I had always heard that vanity was the besetting weakness of murderers; it seemed this was true, for she went on, ignoring our situation in the pride of recounting her accomplishments.

“It was a bit risky, to kill him before the whole company like that, but I had to manage something quickly.” Not arsenic, either, to kill like that. I remembered the fiscal’s hard blue lips and the numbness of my own where they had touched him. A quick and deadly poison.

And here I had thought that Dougal was confessing to an affair with Laoghaire. But in that case, while Colum might be disapproving, there would have been nothing to prevent Dougal marrying the girl. He was a widower, and free.

But an adulterous affair, with the wife of the fiscal? That was a different kettle of fish for all concerned. I seemed to recall that the penalties for adultery were severe. Colum could hardly smooth over an affair of that magnitude, but I couldn’t see him condemning his brother to public whipping or banishment. And Geilie might well consider murder a reasonable alternative to being burnt on the face with a hot iron and shut up for several years in a prison, pounding hemp for twelve hours a day.

So she had taken her preventive measures, and Colum had taken his. And here was I, caught up in the middle.

“The child, though?” I asked. “Surely…”

There was a grim chuckle in the blackness. “Accidents happen, my friend. To the best of us. And once it happened…” I felt rather than saw her shrug. “I meant to get rid of it, but then I thought it might be a way to make him marry me, once Arthur was dead.”

A horrible suspicion struck me.

“But Dougal’s wife was still alive, then. Geillis, did you—?”

Her dress rustled as she shook her head, and I caught a faint gleam from her hair.

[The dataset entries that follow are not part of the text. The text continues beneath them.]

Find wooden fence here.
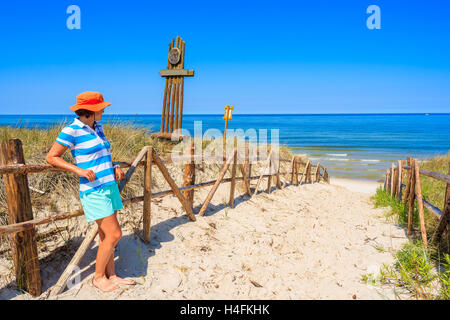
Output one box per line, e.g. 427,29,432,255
384,157,450,245
0,139,329,296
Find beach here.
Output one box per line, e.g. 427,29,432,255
0,180,407,300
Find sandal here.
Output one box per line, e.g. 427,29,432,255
109,275,136,286
91,278,119,292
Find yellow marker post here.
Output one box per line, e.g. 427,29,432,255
223,106,234,159
223,106,234,141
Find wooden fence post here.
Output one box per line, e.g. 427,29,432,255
383,170,389,192
291,156,296,184
183,141,195,207
152,151,195,221
253,150,272,195
307,162,312,183
396,160,405,202
314,162,320,182
0,139,42,296
431,165,450,242
198,149,237,216
392,165,398,198
323,168,330,183
275,153,281,189
402,157,412,204
390,163,395,197
266,152,272,193
407,159,416,235
386,168,391,194
414,159,428,245
142,147,153,243
300,160,311,184
228,137,237,208
242,141,252,197
50,147,148,296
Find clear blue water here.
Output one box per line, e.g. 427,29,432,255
0,114,450,180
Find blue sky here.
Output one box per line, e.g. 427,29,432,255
0,0,450,114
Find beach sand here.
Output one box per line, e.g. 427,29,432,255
330,177,383,194
0,179,407,299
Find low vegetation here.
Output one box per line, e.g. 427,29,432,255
370,154,450,300
0,121,292,257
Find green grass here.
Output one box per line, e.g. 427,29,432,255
370,154,450,300
0,121,298,247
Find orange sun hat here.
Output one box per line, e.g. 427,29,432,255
70,91,111,112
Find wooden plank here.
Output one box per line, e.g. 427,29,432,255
159,69,194,77
178,78,184,129
152,151,195,221
0,139,42,297
266,153,272,193
198,149,237,216
306,161,312,183
396,160,405,202
239,164,252,196
183,140,195,207
50,225,98,296
173,77,180,131
291,156,295,184
142,147,153,243
407,159,416,235
164,78,173,133
314,162,320,182
390,163,395,197
50,146,151,296
275,154,281,189
169,78,177,133
323,168,330,183
391,166,398,198
300,160,311,184
402,157,411,204
228,137,237,208
159,78,169,133
431,165,450,243
119,147,147,191
293,157,299,186
0,209,84,237
383,170,388,191
414,159,428,246
253,150,272,195
240,141,252,197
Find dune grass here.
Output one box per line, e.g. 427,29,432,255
0,121,292,250
370,153,450,300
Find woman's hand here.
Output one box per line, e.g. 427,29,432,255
77,169,96,182
114,167,125,181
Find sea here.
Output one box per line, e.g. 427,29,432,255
0,113,450,181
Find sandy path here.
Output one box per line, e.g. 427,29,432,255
1,183,406,299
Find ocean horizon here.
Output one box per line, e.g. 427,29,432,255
0,113,450,181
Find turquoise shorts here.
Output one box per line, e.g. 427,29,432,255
80,183,123,222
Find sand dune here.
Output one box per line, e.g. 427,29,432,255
0,183,406,299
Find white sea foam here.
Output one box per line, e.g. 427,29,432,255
327,153,347,157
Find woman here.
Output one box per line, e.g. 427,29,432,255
46,92,135,292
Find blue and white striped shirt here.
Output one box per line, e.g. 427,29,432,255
56,118,116,197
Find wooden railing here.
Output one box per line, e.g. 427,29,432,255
0,139,329,296
384,157,450,245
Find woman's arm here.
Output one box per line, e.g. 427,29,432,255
45,142,96,182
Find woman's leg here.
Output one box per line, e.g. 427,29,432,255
98,214,136,285
93,213,122,291
98,229,116,278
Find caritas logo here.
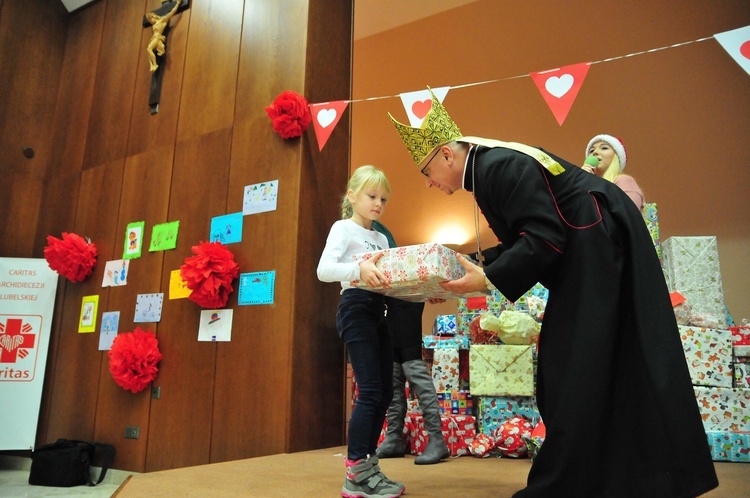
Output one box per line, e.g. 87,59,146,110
0,315,42,382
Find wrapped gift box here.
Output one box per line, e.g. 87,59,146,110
409,415,477,457
706,431,750,462
456,312,483,337
458,283,549,315
729,325,750,346
432,315,457,335
693,386,750,431
662,236,727,328
422,335,469,349
351,244,482,302
475,396,541,435
734,358,750,389
642,202,661,261
432,348,459,392
678,325,733,387
469,344,534,396
437,390,474,415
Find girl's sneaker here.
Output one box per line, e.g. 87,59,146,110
341,457,405,498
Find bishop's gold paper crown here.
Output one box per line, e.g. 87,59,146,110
388,87,462,165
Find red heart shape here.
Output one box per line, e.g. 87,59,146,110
411,100,432,119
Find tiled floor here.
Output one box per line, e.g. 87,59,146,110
0,456,131,498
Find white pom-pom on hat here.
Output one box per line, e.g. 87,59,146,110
584,134,628,169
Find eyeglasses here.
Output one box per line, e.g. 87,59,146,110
419,147,440,178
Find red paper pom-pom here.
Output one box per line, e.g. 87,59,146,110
44,232,97,282
266,90,312,138
492,416,531,458
180,242,240,309
108,327,162,393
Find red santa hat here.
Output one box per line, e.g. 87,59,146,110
584,134,628,169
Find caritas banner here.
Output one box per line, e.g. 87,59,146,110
0,258,57,450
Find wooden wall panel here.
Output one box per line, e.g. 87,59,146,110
146,129,232,471
0,0,351,471
211,0,307,461
95,146,173,472
128,0,192,156
0,0,67,257
48,1,107,179
177,0,244,141
287,0,352,452
84,0,146,168
0,171,43,258
45,160,124,442
0,0,67,179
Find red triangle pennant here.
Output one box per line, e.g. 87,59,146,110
531,62,590,126
310,100,349,150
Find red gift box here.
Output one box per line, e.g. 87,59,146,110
409,415,477,457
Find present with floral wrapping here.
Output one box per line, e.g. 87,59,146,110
351,244,484,302
678,325,733,387
437,389,474,415
706,431,750,462
474,396,541,434
693,386,750,431
432,348,459,392
662,236,727,328
469,344,534,396
409,415,477,457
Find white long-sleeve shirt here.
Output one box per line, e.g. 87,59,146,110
318,220,388,292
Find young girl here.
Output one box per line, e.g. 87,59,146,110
583,134,645,211
318,166,404,498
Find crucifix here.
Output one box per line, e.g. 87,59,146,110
143,0,190,114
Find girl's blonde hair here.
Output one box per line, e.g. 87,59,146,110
341,164,391,220
602,154,622,183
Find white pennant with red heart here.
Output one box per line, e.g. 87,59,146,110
399,86,451,128
310,100,349,150
530,62,591,126
714,26,750,74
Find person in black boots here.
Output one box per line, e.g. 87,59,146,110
372,221,450,465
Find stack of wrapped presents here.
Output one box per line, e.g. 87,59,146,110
359,204,750,462
662,236,750,462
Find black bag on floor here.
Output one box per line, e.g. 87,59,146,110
29,439,115,488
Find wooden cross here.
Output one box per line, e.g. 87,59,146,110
143,0,190,114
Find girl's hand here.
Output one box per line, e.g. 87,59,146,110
359,252,387,287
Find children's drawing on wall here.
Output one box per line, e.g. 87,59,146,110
169,269,193,299
148,221,180,252
237,271,276,305
211,213,242,244
198,309,234,342
242,180,279,215
99,311,120,351
122,221,146,259
78,295,99,334
133,292,164,323
102,259,130,287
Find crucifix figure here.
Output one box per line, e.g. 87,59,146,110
143,0,190,114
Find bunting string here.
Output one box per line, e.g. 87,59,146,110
344,36,713,104
309,26,750,151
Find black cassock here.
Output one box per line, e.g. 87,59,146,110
464,146,718,498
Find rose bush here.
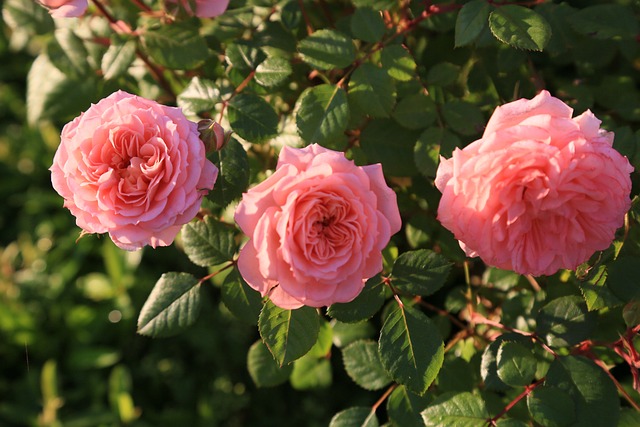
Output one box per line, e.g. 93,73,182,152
436,91,633,275
50,91,218,250
167,0,229,18
38,0,88,18
235,144,401,309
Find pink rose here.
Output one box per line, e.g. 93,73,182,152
38,0,88,18
235,144,401,309
51,91,218,250
436,91,633,275
166,0,229,18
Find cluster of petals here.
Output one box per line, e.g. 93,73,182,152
436,91,633,276
50,91,218,250
235,144,401,309
38,0,229,18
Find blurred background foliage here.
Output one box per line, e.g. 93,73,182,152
0,0,640,427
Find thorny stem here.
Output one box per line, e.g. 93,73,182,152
336,0,462,87
371,384,398,412
131,0,151,12
93,0,118,24
218,70,256,121
414,296,467,329
524,274,542,292
92,0,176,100
471,312,559,358
487,378,545,426
298,0,313,35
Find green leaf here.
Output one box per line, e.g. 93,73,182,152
255,56,292,87
545,356,620,427
351,7,386,43
568,4,638,39
387,386,433,427
228,93,278,142
455,0,491,47
141,18,209,70
379,305,444,395
360,119,419,176
607,256,640,302
2,0,55,34
327,276,385,323
296,84,349,144
258,300,320,366
182,216,237,267
496,342,538,386
442,100,485,135
536,296,596,347
489,4,551,51
342,340,391,390
349,62,396,117
222,268,262,325
247,340,293,387
329,406,379,427
178,76,220,116
280,0,302,31
413,127,460,178
46,28,89,77
392,249,453,296
100,36,137,80
138,272,200,338
298,29,356,70
224,40,267,72
393,93,438,129
380,45,417,82
290,354,333,390
480,333,531,391
427,61,462,87
207,138,250,208
422,392,489,427
578,263,624,311
527,386,576,427
622,301,640,328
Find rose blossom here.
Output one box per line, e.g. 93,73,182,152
38,0,88,18
436,91,633,275
166,0,229,18
51,91,218,250
235,144,401,309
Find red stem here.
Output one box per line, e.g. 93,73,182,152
487,378,544,426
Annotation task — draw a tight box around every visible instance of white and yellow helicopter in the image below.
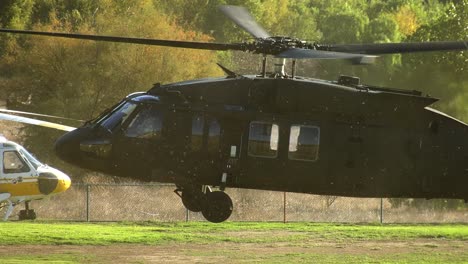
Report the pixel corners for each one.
[0,132,71,221]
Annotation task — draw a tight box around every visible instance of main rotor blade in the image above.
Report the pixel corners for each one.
[219,5,270,38]
[0,113,76,132]
[0,109,85,122]
[326,41,468,55]
[0,29,244,50]
[276,48,377,64]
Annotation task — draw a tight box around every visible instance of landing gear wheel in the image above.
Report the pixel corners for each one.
[182,188,205,212]
[202,191,233,223]
[18,209,37,220]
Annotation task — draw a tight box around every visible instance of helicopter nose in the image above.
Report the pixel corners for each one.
[38,170,71,195]
[54,173,71,193]
[55,128,89,164]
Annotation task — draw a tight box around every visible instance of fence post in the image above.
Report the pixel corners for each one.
[380,198,383,224]
[86,184,91,222]
[283,192,286,223]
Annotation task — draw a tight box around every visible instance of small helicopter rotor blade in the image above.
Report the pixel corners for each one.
[326,41,468,55]
[0,109,85,122]
[0,29,245,50]
[0,113,76,132]
[276,48,377,64]
[219,5,270,38]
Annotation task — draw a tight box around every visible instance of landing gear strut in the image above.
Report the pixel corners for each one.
[18,202,37,220]
[175,187,233,223]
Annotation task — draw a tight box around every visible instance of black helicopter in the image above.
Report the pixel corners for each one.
[0,6,468,222]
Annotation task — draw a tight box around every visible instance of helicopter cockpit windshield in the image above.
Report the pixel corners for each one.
[98,101,137,132]
[18,148,43,170]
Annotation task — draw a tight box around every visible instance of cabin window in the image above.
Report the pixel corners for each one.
[102,102,137,131]
[248,122,279,158]
[288,125,320,161]
[125,107,163,139]
[3,151,31,173]
[207,119,221,153]
[191,115,205,151]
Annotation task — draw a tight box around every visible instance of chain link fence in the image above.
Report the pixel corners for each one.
[3,184,468,223]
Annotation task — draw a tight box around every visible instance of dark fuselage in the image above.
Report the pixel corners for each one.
[56,76,468,199]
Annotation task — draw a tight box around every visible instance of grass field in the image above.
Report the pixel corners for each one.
[0,222,468,263]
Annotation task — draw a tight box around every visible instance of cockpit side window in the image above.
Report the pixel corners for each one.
[125,107,163,139]
[101,102,137,131]
[3,151,31,173]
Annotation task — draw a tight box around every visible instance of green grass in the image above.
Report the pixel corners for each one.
[0,222,468,245]
[0,252,94,264]
[0,221,468,264]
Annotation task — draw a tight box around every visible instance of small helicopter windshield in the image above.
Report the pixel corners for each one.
[3,151,31,173]
[101,102,137,131]
[19,149,42,169]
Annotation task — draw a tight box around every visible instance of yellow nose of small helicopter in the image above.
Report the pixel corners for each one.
[0,136,71,220]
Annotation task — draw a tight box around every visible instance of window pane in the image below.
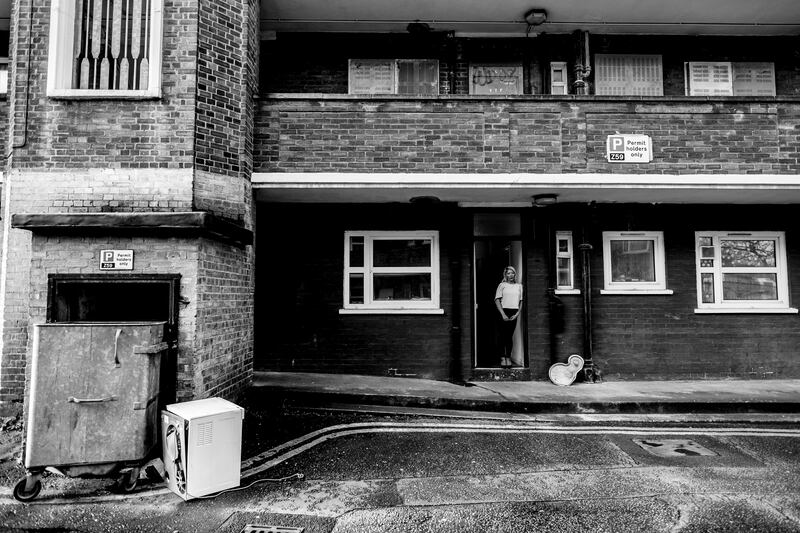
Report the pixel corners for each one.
[397,61,438,94]
[350,274,364,304]
[700,274,714,304]
[721,240,775,267]
[722,274,778,300]
[372,274,431,301]
[558,257,572,287]
[72,0,153,90]
[372,239,431,267]
[610,240,656,282]
[350,237,364,267]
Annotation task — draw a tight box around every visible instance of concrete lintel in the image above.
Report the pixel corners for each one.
[11,211,253,246]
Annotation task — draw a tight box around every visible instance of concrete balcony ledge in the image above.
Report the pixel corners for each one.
[256,93,800,104]
[11,211,253,247]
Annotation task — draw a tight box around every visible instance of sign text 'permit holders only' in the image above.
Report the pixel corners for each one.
[606,134,653,163]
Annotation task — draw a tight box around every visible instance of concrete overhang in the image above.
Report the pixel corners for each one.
[260,0,800,37]
[11,211,253,247]
[252,172,800,206]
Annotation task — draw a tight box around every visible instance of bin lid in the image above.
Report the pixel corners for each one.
[167,398,244,420]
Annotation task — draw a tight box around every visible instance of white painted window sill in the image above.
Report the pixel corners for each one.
[600,289,673,296]
[339,308,444,315]
[555,289,581,294]
[694,307,797,315]
[47,88,161,100]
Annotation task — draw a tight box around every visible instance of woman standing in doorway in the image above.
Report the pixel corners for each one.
[494,266,522,368]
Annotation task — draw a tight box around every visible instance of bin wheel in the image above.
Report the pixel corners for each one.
[14,477,42,502]
[114,468,139,492]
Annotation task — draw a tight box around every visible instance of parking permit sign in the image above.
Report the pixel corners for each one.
[100,250,133,270]
[606,134,653,163]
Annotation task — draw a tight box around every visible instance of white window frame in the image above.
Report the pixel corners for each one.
[694,231,797,313]
[600,231,672,294]
[347,59,440,97]
[47,0,164,98]
[469,62,525,96]
[556,231,581,294]
[594,54,664,96]
[550,61,569,95]
[339,231,444,314]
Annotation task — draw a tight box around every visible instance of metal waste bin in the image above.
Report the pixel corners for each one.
[14,322,168,501]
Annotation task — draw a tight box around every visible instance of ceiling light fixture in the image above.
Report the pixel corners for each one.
[533,193,558,207]
[525,8,547,26]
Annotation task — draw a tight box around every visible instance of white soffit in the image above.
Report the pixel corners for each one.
[261,0,800,36]
[252,172,800,204]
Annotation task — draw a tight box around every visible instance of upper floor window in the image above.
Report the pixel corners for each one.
[341,231,441,313]
[469,63,522,95]
[348,59,439,95]
[550,61,569,94]
[695,231,795,312]
[47,0,162,97]
[594,54,664,96]
[602,231,671,294]
[684,61,775,96]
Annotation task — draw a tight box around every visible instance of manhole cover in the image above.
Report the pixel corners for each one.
[242,524,305,533]
[633,439,717,457]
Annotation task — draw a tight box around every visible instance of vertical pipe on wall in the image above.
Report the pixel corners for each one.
[446,204,465,383]
[578,239,596,382]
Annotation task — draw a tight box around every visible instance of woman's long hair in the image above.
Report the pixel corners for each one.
[500,265,519,283]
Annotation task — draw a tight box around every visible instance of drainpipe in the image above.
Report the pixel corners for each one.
[446,207,465,383]
[573,30,592,94]
[545,212,564,365]
[578,239,597,382]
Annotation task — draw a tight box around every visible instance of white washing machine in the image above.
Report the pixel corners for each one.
[161,398,244,500]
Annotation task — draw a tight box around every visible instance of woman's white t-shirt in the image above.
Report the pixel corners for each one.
[494,281,522,309]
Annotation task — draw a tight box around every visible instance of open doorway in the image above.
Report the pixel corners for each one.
[473,213,527,368]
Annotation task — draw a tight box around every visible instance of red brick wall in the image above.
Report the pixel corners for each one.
[554,204,800,379]
[0,0,258,399]
[255,204,800,379]
[255,204,471,379]
[254,96,800,174]
[195,239,253,400]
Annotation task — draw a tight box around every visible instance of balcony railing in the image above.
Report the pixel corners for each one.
[254,95,800,174]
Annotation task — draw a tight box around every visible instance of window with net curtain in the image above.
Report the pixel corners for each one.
[344,231,439,309]
[603,231,667,291]
[48,0,162,96]
[695,232,789,309]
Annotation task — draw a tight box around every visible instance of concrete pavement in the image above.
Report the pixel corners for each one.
[250,372,800,413]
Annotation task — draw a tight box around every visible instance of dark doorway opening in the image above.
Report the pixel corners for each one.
[47,274,181,409]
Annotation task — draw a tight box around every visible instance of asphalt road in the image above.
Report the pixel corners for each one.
[0,410,800,533]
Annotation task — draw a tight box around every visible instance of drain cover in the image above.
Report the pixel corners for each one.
[242,524,305,533]
[633,439,717,457]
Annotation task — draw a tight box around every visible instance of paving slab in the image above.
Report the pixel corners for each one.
[251,371,800,413]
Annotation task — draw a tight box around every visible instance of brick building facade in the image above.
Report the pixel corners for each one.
[0,0,800,400]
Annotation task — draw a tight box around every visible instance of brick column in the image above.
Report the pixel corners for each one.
[0,0,259,400]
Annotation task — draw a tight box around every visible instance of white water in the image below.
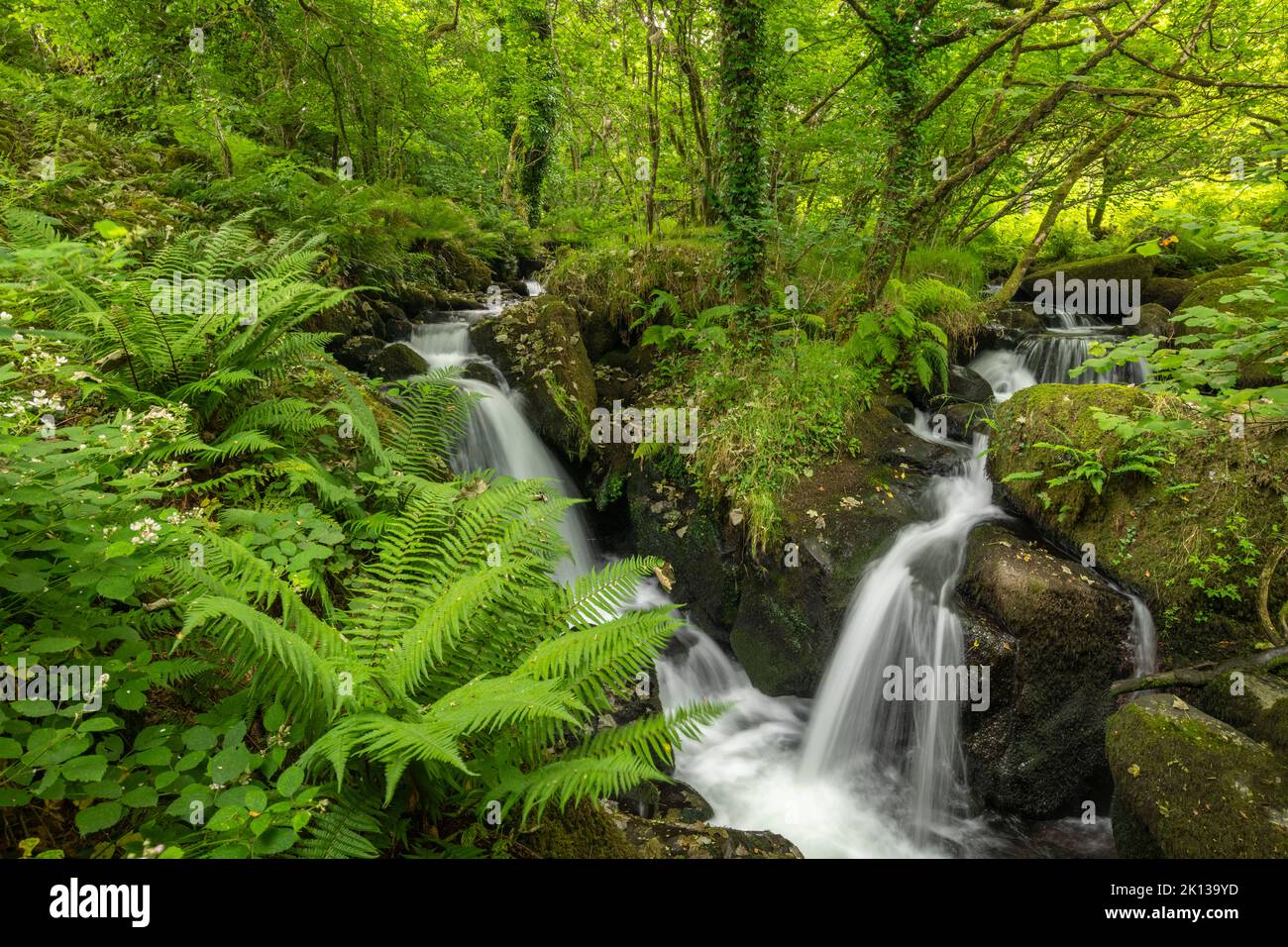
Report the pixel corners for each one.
[802,438,1002,840]
[970,309,1149,391]
[412,288,1153,857]
[407,310,595,581]
[969,349,1038,401]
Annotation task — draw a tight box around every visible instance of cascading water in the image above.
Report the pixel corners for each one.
[802,428,1002,840]
[409,283,1154,857]
[407,310,595,581]
[970,303,1147,391]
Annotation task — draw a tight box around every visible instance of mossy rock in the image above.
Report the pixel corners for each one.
[1140,275,1197,309]
[519,801,639,858]
[546,240,721,361]
[368,342,429,381]
[989,385,1288,666]
[471,295,597,458]
[612,811,803,858]
[1020,253,1154,296]
[627,462,739,642]
[957,523,1132,818]
[1105,693,1288,858]
[1193,669,1288,753]
[1134,303,1176,339]
[729,404,952,697]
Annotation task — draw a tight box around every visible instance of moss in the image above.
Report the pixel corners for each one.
[471,295,597,458]
[522,802,639,858]
[989,385,1288,664]
[546,240,720,360]
[1194,672,1288,751]
[1105,694,1288,858]
[1021,253,1154,292]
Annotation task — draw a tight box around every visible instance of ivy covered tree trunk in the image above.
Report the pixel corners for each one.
[855,4,934,309]
[720,0,769,303]
[516,0,559,227]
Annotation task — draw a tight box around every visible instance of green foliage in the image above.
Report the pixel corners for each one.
[846,303,948,391]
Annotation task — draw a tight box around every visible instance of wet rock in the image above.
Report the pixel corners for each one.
[1134,303,1176,339]
[471,295,597,458]
[948,365,993,404]
[519,789,802,858]
[335,335,385,374]
[1105,693,1288,858]
[627,462,739,642]
[610,811,803,858]
[368,342,429,381]
[1020,253,1154,299]
[958,523,1132,818]
[729,403,941,697]
[989,385,1288,666]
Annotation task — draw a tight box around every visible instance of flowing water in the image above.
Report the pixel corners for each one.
[407,310,595,581]
[409,288,1153,857]
[970,309,1147,401]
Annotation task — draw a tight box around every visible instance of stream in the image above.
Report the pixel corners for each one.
[408,294,1154,858]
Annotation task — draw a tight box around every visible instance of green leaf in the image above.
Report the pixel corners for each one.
[277,767,304,796]
[63,754,107,783]
[76,802,125,835]
[248,826,300,856]
[121,786,158,809]
[210,745,250,785]
[183,725,219,750]
[94,576,134,601]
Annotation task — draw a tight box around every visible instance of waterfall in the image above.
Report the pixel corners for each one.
[1017,327,1145,385]
[409,290,1153,858]
[802,438,1001,837]
[408,310,595,581]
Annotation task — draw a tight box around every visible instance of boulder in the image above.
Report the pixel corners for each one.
[1140,275,1195,309]
[957,523,1132,818]
[729,403,954,697]
[519,789,802,858]
[989,385,1288,666]
[368,342,429,381]
[627,462,739,642]
[1105,693,1288,858]
[546,240,721,362]
[335,335,385,374]
[1018,253,1154,299]
[1134,303,1176,339]
[471,294,597,458]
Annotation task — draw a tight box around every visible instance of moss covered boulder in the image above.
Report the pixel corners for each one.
[514,796,802,860]
[730,404,953,697]
[958,523,1132,818]
[1105,693,1288,858]
[989,385,1288,665]
[1020,253,1154,297]
[1140,275,1195,309]
[471,295,596,458]
[546,240,721,361]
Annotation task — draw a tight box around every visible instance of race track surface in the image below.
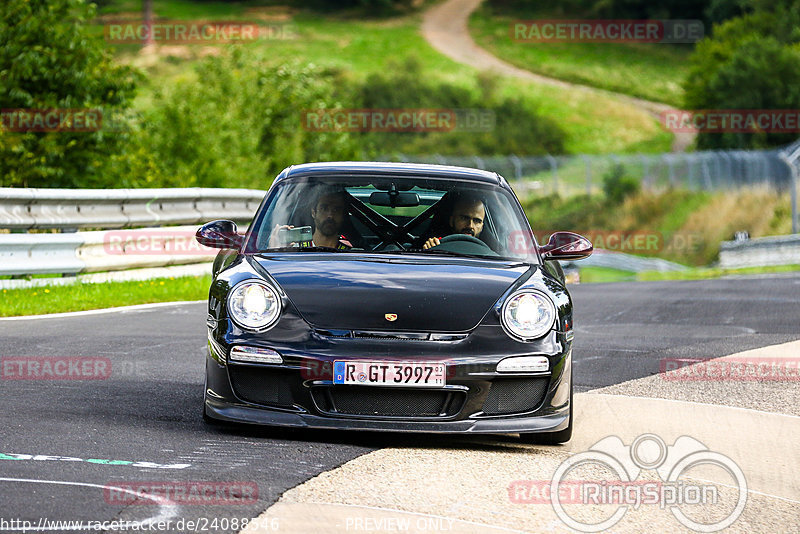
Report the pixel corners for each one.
[0,274,800,532]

“I meant to,” she said. “But God saved me the trouble. I rather thought that was a sign, you know. And it might all have worked nicely, too, if not for Colum MacKenzie.”

I hugged my elbows against the cold. I was talking now only for distraction.

“Was it Dougal you wanted, or only his position and money?”

“Oh, I had plenty of money,” she said, with a note of satisfaction. “I knew where Arthur kept the key to all his papers and notes, ye ken. And the man wrote a fair hand, I’ll say that for him—’twas simple enough to forge his signature. I’d managed to divert near on to ten thousand pound over the last two years.”

“But what for?” I asked, completely startled.

“For Scotland.”

“What?” For a moment, I thought I had misheard. Then I decided that one of us was possibly a trifle unbalanced. And going on the evidence to hand, it wasn’t me.

“What do you mean, Scotland?” I asked cautiously, drawing away a bit. I wasn’t sure just how unstable she was; perhaps pregnancy had unhinged her mind.